There is also evidence that essential oils containing beta-caryophyllene may be of benefit when it comes to improving sleep duration. At this time it does not appear that BCP alone improves sleep, but many essential oils associated with sleep and relaxation — like lavender oil — often contain at least some BCP.
When combined with other terpenes and cannabinoids, beta-caryophyllene may contribute to the relaxing or sedating effects of cannabis.
While all of this information is extremely exciting and BCP shows great promise as a therapeutic agent, the vast majority of this research is in early preclinical studies or in laboratory work with rodents.
There is substantially more research that needs to be done before we can definitively say beta-caryophyllene, alone or combined with cannabinoids or other terpenes, is an effective treatment for any one of the above conditions. But certainly it has extreme potential.
B-caryophyllene is also not a one-trick pony. In addition to CB2 activity, b-caryophyllene can act on a number of receptors inside of our cells, called nuclear receptors. The activity at these receptors is complicated, but generally it tends to change the functions of our cells in ways that reduce inflammation and promote balance.
One example of this type of benefit could be reduced cholesterol and improved blood glucose, effects due to BCP’s actions on the PPAR receptor. Like most terpenes, b-caryophyllene can also function as a potent antioxidant that protects cells from damage caused by toxins.
Other forms of caryophyllene
Like most terpenes and small molecules, b-caryophyllene can degrade rather quickly when exposed to air, humidity, heat, and light. One of the most common degradation products of BCP is known as caryophyllene oxide. It is a natural byproduct of b-caryophyllene, created when it is exposed to oxygen in the air.
Unlike BCP, caryophyllene oxide does not show CB2 activity but nevertheless may have more cancer fighting potential than beta-caryophyllene.
Beta-caryophyllene is often referred to simply as caryophyllene, but that name is actually inaccurate. This bicyclic sesquiterpene (which chemically means containing two rings and composed of 15 carbons) can show up in nature with slight variations in structure.
It is thought that caryophyllene’s unique structure containing a rare cyclobutane ring (a ring made from 4-carbons, rather than the typical 6-carbons) is what gives it such profound qualities, including CB2 activity.
Small changes in structure can have major impacts on biologic activity.

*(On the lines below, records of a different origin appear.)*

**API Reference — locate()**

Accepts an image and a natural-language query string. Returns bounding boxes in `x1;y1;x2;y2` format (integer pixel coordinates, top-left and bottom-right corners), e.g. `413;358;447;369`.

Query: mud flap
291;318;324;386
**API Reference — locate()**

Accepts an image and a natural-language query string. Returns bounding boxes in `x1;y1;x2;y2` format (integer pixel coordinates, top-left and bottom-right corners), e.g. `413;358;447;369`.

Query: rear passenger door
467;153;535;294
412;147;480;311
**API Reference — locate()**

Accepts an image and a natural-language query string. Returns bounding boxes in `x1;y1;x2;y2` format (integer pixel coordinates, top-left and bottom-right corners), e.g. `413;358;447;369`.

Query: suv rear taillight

In fact, one of these variations to beta-caryophyllene is formerly known as alpha-caryophyllene. That term is now outdated and has been replaced with the term alpha-humulene.

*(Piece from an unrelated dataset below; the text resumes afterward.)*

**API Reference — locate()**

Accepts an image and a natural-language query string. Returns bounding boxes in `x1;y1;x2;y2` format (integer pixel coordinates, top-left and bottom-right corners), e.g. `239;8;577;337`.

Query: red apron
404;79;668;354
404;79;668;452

Humulene is another common terpene, frequently present both in cannabis and hops but is not thought to have the therapeutic potential of BCP, likely due to its lack of a cyclobutane ring.
BCP is sure to find it’s way into your body regularly whether you use cannabis or not. Whether it’s from basil, black pepper, or cinnamon, people are often consuming b-caryophyllene without even realizing it.
In addition to being in food, is also one of the more likely terpenes to stick around in aged cannabis even as some of the more volatile monoterpenes have dissipated away. This is because unlike monoterpenes, beta-caryophyllene is less likely to evaporate. That is good news given beta-caryophyllene’s clear contribution to the therapeutic qualities of cannabis.